We first regroup the countries by continents. Some differences can already be spotted. For example in Asia, Europe and in North America the most rated beer style is the IPA while in Africa, Oceania and South America it is the Pale Lager. This is already quite interesting. Considering the number of ratings equivalent with popularity it would seem that the most popular beers for these continents are different, implying some difference in tastes (or availability). However going into more detail, looking for the most rated beer styles in various parts of Europe we always fall on the IPA.

More detail can be found when looking directly at countries. We plot below a histogram of the most rated beer styles for various countries.

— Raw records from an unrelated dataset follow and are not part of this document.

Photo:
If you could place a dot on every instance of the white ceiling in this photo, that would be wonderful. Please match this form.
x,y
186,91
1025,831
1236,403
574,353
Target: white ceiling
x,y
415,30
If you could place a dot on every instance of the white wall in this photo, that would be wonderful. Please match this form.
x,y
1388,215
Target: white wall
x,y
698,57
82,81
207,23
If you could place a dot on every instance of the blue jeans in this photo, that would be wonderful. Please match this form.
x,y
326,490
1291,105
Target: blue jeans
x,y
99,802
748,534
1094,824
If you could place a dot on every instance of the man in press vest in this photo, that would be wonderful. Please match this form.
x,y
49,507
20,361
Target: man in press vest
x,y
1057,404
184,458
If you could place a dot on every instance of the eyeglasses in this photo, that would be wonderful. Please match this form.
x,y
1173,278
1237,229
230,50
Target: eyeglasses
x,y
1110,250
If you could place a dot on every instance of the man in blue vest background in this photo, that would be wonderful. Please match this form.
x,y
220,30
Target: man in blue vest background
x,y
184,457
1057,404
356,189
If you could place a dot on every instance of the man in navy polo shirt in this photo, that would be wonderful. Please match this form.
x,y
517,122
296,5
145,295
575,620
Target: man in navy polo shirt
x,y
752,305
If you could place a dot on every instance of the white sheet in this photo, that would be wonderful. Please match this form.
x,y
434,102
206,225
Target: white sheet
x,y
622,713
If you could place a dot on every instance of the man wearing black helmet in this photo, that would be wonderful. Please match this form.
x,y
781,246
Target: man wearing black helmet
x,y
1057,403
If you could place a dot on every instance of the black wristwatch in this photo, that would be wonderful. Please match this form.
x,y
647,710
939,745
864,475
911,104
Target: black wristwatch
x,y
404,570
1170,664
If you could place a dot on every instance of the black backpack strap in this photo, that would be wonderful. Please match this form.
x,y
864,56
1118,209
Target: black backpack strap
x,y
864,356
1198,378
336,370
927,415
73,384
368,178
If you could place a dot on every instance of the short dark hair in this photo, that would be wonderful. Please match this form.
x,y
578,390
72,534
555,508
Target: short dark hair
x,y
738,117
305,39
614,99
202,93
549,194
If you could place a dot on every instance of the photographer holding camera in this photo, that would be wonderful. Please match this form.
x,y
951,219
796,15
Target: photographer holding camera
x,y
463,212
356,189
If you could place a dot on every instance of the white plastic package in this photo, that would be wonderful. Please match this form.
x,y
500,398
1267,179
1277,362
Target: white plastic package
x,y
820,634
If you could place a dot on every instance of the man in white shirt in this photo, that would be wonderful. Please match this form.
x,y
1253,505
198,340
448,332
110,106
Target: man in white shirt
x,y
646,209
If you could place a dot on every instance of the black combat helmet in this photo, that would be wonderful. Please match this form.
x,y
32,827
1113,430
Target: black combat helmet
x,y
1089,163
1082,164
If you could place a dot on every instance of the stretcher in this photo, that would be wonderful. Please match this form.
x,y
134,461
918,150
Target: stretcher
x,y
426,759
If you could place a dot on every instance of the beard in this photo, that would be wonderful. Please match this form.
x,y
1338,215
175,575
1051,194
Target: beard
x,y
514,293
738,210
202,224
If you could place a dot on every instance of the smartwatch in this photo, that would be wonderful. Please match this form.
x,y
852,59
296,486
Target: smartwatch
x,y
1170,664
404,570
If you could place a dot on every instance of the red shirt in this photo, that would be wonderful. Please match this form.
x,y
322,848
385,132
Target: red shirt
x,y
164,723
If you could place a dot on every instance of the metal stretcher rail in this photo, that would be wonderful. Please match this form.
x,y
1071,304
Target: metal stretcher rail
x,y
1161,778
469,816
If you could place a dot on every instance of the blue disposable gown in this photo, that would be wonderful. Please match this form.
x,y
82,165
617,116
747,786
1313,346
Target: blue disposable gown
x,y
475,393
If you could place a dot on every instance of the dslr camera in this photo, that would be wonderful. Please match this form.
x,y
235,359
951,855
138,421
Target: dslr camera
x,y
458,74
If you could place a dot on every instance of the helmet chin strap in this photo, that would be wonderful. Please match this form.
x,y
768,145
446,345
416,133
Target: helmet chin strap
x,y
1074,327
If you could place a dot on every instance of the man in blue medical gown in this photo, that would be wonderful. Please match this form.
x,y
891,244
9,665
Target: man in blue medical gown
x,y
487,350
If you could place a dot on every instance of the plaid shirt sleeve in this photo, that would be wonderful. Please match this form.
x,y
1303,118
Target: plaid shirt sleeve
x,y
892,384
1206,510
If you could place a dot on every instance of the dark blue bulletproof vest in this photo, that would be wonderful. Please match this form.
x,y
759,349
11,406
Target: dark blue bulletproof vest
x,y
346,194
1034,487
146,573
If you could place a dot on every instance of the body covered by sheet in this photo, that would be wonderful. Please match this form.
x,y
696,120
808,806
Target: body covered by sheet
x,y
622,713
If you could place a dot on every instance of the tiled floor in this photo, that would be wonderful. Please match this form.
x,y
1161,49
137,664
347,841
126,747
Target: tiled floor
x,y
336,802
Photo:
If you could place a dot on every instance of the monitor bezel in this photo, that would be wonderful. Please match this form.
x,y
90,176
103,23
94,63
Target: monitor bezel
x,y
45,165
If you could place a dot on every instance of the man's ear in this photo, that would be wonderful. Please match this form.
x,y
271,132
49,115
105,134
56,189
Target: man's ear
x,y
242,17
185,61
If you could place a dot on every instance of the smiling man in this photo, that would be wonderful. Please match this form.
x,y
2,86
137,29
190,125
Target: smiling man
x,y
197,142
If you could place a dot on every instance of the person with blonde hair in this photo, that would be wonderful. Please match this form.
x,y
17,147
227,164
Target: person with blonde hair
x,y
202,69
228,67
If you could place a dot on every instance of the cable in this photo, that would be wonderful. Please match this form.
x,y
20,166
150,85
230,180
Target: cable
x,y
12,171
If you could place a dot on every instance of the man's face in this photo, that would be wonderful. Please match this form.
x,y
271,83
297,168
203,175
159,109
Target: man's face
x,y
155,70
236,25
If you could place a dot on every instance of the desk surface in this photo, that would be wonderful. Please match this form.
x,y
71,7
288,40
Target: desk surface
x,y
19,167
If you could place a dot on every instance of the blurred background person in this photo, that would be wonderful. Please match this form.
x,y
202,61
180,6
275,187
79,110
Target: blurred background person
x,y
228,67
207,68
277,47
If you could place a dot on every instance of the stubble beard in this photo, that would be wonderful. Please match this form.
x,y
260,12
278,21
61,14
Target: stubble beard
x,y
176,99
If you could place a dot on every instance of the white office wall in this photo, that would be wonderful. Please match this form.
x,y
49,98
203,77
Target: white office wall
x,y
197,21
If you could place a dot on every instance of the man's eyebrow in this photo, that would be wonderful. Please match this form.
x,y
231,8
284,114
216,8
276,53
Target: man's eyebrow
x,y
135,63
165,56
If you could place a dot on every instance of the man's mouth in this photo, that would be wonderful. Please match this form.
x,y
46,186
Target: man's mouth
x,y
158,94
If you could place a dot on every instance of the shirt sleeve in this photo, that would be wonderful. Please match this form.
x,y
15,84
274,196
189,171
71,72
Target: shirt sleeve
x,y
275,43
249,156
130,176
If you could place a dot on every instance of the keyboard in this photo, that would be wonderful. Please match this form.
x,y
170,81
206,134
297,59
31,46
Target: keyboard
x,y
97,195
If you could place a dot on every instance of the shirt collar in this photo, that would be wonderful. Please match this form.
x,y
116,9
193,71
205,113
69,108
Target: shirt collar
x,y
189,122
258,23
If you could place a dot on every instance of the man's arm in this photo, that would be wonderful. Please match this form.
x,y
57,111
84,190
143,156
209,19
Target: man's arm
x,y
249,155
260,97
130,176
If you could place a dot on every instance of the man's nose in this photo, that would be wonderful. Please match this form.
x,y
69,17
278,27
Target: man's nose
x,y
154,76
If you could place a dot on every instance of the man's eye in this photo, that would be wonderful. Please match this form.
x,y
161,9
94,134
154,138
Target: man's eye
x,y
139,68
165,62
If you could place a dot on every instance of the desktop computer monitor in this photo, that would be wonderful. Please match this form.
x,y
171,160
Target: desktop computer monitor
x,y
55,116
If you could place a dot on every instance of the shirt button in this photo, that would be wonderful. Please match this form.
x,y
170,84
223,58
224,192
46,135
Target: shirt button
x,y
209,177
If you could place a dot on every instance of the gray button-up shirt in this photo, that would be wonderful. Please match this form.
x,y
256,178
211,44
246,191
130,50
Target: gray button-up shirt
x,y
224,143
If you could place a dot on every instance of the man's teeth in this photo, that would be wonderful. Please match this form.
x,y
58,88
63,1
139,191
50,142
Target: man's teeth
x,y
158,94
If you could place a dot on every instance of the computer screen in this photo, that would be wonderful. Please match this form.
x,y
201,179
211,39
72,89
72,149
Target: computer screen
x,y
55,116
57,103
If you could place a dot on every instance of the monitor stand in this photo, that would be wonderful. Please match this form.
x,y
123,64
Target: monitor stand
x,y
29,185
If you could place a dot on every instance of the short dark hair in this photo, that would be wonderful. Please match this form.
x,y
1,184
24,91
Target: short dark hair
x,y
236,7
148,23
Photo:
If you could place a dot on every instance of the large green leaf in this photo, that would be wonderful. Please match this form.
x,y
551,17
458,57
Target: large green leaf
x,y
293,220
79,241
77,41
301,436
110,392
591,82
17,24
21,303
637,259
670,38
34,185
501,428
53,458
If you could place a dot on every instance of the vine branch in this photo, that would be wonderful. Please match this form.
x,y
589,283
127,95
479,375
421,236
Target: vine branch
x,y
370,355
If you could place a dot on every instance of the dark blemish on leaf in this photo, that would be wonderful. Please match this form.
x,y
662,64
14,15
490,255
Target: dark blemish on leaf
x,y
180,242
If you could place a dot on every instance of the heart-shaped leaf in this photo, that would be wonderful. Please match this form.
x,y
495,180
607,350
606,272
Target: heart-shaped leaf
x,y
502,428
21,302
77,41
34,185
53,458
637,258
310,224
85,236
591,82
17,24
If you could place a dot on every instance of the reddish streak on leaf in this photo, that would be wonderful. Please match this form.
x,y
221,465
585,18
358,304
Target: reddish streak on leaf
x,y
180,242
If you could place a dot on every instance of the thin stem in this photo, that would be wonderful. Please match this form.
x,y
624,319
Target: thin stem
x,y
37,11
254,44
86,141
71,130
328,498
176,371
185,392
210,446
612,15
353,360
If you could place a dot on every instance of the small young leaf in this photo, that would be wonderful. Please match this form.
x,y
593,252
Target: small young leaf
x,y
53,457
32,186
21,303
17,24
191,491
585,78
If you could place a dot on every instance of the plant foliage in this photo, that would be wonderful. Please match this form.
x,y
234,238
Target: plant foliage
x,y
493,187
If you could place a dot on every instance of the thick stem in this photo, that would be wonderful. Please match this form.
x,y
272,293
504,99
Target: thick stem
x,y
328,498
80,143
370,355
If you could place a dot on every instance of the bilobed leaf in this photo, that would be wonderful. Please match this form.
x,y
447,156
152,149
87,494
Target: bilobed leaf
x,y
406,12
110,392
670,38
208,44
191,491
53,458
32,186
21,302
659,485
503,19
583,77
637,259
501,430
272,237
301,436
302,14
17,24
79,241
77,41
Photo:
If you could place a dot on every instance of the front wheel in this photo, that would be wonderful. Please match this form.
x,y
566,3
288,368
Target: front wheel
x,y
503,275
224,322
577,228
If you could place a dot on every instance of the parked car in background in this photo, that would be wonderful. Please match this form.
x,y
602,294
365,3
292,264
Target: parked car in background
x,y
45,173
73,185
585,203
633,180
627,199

As can be seen, in the majority of the countries in the world, the IPA as well as the Pale Lager are the most rated beer styles. It is interesting to note that for some countries the most rated beer style come from specific countries (Belgian Ale, German Hefeweizen, Czech Pilsner (Světlý)). We can verify that these countries do indeed correspond to the countries in from which these beers originate. The Belgian Ale for example is the most popular beer style in Belgium and the Netherlands while the Czech Pilsner (Světlý) is the most popular beer in the Czech republic. We will later see that this isn’t reflected in the ratings of these beers.

Most liked (best rated) beer styles in the world

Now that we have found the most rated beer styles let’s see if these correspond to the best rated beer styles as well or if they are different. The 5 most liked beer styles in the world are Imperial Stout, the Abt/Quadrupel, the Lambic Style - Gueuze, the Imperial Porter and the Imperial IPA. We can already see from this that these do not match the most rated styles. A more precise analysis can be done looking more into detail into the best rated styles by continent. Choosing beers with more than 50 ratings per continent we find that the most liked beer styles are the ABT/Quadrupel for Africa, North America, Oceania, and south America while the Imperial Stout is the preferred style for Asia and Europe. Beer styles such as the Lambic Style - Gueze also appear quite often but rathe in second or third positions.

Going more into detail, looking at countries rather than continents, the situation is a bit different. We plot below a histogram of the best beer styles.

As can be seen it is the Pale Lager which is the beer style that is the best rated in most countries with the German Hefeweizen coming in second. This shows that grouping by region smooths out the differences between the countries.

Finally it is interesting to note that the Belgian Ale is only the 50th most enjoyed beer style in Belgium while the Czech Pilsner (Světlý) is 60th in the Czech republic while at the same time being the most enjoyed beer style in Japan.

Ethical Risk

We don’t know the reviewer’s identity or their distribution on age, gender, and sensitive attributes. This fact is good because the risk of being traced back to reviewers could ensure their privacy. However, when we don’t have any insights into these attributes, we may generalize our findings to the whole society. Imagine a scenario where most of the reviewers are men and mid-aged; then, all the deductions for all research questions are heavily biased. Therefore, any use of such an analysis could be discriminative regarding gender, age, and ethnicity.

#